她前世因此在他身上碰了很多次壁,这辈子他提出的第一个要求并不过分,而她又急着去医院,所以没怎么多想就妥协了,“我说,能不能叫张叔送我去趟医院。”
“加上我的名字。”
岁岁深吸口气,“姜堰,能不能叫张叔送我去趟医院。”
艹!就是这个语气!梦境里的那个少女也是用这个语气叫他名字。
姜堰心中杂乱的荒,面上却仍旧一片平淡。
他终于松口,“可以。张叔,咱们去医院。”话毕,他就蹲在了木板床前,见身后半响没有动静,他回头,“怎么,不上来?你不是怀疑有人给你下药了吗?现在还不确定是下的什么药,我怕你要是自己走,万一中的是个什么含笑半步癫或者七步断肠散,你还没走到大门口就栽倒挂了,那还用去哪门子的医院?”
岁岁轻轻蹙眉。现实中哪有这样的毒呀。
不过她这时确实没有什么力气,头脑也是昏昏沉沉的。姜堰话说的虽然夸张,但她可能真的没有办法走路,即使走,也需要有人搀扶,那样反而更折腾人,也更浪费时间。
于是也不怎么矫情,趴在了姜堰背上。
八月的风轻轻吹,这一年的姜堰并不如未来那般高,也不如未来那般孔武有力,可是他却走的稳健又小心。趴在他身后的岁岁根本就没有办法看到他嘴角荡漾的笑意。
那对正吃着饭夫妻却发现了。
其中那妇人道:“这就走啦?不就是中个暑吗,咋还背着走啊?”
男人道:“咱俩刚认识那年,你不过是因为穿新布鞋脚后跟磨了个不到黄豆大小的水泡,我就在寒冬腊月背你走了十多里的山路。”
妇人白男人一眼,“德行!”
——
岁岁说要去医院,姜堰没有询问缘由,却在上车后,告诉张叔加足马力,尽快赶到离这附近最近的一家医院。
医院很快就到,下车的时候姜堰还想背她,岁岁却没有让,“姜堰,张叔搀着我就好了,这家医院我之前来过,电梯在大厅门口那边,挂号却要多跑一两百米,我们慢慢走在电梯口等你,你帮我去挂个号好吗?我想查血。”
她原先躲了一下,不知为何,看到那副场面,姜堰忍不住蹙眉。
可当听到她后续的话后,他心中那末刚刚呈萌芽状态的不快顿时就被扼杀在了胚胎当中。
看她这时虽然虚弱但眼神坚定,甚至放弃去扫墓却要先来医院的样子,姜堰也不嘴贫,点了点头,就当先朝医院里面跑去。

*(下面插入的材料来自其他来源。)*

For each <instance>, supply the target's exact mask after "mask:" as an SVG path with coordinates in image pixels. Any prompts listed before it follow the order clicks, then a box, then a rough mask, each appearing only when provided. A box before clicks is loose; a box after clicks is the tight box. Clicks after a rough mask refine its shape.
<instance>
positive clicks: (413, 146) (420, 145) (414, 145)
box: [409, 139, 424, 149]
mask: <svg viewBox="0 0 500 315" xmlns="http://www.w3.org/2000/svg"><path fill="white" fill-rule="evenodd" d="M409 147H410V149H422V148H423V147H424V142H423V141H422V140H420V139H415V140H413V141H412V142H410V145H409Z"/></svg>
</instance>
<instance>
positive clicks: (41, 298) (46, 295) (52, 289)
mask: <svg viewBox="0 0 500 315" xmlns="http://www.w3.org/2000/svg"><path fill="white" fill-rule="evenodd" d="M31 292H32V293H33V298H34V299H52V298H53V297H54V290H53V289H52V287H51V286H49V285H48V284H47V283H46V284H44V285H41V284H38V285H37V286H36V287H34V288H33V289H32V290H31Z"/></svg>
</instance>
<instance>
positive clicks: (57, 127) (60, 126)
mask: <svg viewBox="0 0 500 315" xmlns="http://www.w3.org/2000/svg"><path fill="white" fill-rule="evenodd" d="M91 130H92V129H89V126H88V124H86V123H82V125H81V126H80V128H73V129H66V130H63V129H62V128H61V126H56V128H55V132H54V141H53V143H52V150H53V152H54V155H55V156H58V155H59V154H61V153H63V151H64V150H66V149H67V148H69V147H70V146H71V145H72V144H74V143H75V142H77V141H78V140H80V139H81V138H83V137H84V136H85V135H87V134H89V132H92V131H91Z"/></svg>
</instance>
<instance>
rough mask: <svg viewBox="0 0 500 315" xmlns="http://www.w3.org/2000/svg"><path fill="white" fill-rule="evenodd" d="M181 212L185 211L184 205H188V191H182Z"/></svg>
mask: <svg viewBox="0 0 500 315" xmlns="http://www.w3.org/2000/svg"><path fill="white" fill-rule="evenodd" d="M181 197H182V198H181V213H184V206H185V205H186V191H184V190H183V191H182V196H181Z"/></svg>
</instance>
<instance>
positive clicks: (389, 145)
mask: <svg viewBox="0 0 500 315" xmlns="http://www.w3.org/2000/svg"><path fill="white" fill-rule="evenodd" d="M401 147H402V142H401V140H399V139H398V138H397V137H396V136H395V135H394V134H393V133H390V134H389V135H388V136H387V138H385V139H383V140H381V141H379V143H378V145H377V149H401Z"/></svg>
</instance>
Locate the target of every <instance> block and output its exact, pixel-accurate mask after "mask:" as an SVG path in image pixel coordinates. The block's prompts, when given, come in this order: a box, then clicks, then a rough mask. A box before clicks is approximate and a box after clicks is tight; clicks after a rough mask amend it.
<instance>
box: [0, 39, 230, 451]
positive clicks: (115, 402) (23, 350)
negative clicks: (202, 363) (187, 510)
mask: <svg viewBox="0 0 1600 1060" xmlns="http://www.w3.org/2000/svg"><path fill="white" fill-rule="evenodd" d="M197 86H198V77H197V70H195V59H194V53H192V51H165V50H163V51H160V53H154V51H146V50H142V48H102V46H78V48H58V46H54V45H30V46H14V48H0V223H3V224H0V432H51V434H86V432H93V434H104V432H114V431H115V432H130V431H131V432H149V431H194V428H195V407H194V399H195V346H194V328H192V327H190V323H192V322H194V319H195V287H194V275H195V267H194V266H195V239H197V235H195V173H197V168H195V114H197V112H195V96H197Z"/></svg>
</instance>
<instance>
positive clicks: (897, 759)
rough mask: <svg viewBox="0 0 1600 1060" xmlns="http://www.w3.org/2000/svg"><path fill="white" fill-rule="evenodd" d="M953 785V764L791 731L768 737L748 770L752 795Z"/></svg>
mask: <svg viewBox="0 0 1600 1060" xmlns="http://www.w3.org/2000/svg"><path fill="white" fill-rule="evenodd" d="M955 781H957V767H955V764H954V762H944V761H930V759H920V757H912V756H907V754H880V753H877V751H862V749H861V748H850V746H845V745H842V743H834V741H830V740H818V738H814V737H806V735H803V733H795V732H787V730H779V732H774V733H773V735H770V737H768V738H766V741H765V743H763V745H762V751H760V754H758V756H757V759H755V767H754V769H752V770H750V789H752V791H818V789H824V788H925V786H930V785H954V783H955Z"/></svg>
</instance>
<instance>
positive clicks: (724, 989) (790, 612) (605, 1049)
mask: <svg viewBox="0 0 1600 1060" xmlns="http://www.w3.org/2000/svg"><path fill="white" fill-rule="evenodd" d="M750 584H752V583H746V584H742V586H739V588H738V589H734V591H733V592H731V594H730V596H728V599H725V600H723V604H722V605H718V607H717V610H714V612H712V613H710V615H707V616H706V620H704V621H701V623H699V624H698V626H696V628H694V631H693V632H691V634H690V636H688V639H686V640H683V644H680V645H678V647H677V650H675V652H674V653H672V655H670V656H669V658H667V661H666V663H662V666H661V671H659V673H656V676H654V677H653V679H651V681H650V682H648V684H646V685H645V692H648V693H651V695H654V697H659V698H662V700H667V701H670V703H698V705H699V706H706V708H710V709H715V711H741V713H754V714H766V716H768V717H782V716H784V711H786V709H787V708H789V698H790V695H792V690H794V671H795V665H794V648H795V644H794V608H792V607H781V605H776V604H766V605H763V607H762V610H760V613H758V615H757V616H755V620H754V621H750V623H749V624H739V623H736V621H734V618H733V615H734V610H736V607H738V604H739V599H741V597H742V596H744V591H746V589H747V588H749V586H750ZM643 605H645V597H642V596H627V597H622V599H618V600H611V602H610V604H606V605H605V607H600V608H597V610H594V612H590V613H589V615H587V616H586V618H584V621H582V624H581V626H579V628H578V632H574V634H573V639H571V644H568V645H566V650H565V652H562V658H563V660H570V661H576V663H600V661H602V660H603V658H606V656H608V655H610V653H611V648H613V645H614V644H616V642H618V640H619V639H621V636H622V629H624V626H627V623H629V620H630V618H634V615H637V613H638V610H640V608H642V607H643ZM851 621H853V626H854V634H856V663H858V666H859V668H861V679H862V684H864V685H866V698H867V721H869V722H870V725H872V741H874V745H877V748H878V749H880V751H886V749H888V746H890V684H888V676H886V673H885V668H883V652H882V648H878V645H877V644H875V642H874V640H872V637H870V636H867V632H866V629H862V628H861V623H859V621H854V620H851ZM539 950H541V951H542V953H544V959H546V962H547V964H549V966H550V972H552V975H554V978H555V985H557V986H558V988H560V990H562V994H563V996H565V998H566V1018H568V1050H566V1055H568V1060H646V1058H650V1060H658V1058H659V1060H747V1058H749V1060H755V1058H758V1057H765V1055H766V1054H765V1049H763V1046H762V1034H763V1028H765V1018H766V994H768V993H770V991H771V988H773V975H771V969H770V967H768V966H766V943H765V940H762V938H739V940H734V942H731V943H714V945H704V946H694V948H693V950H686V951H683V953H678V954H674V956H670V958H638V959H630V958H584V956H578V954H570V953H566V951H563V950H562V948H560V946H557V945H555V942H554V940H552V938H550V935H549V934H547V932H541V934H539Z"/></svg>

张叔原本不是什么爱八卦的,但姜堰这副听话的样子实在难得,他忍不住开口:“姜少可能已经把你当妹妹了,从没见他对谁这么精心过。”
岁岁脚步顿住,“从来没有对别人这样过?”
张叔点头,“姜少叛逆,比较爱跟人对着干。平日里对姜总也是有一句顶一句,对张秘书那就更不要说了,不出言讥讽就算是不错了,同龄人里听说他也是老大,从来都是他吩咐别人的劲,别人从没想过、估计也不敢在他面前提出太多要求,所以我几乎没看到过他这么温顺让干什么就干什么的样子。”
岁岁不知道该说什么是好了。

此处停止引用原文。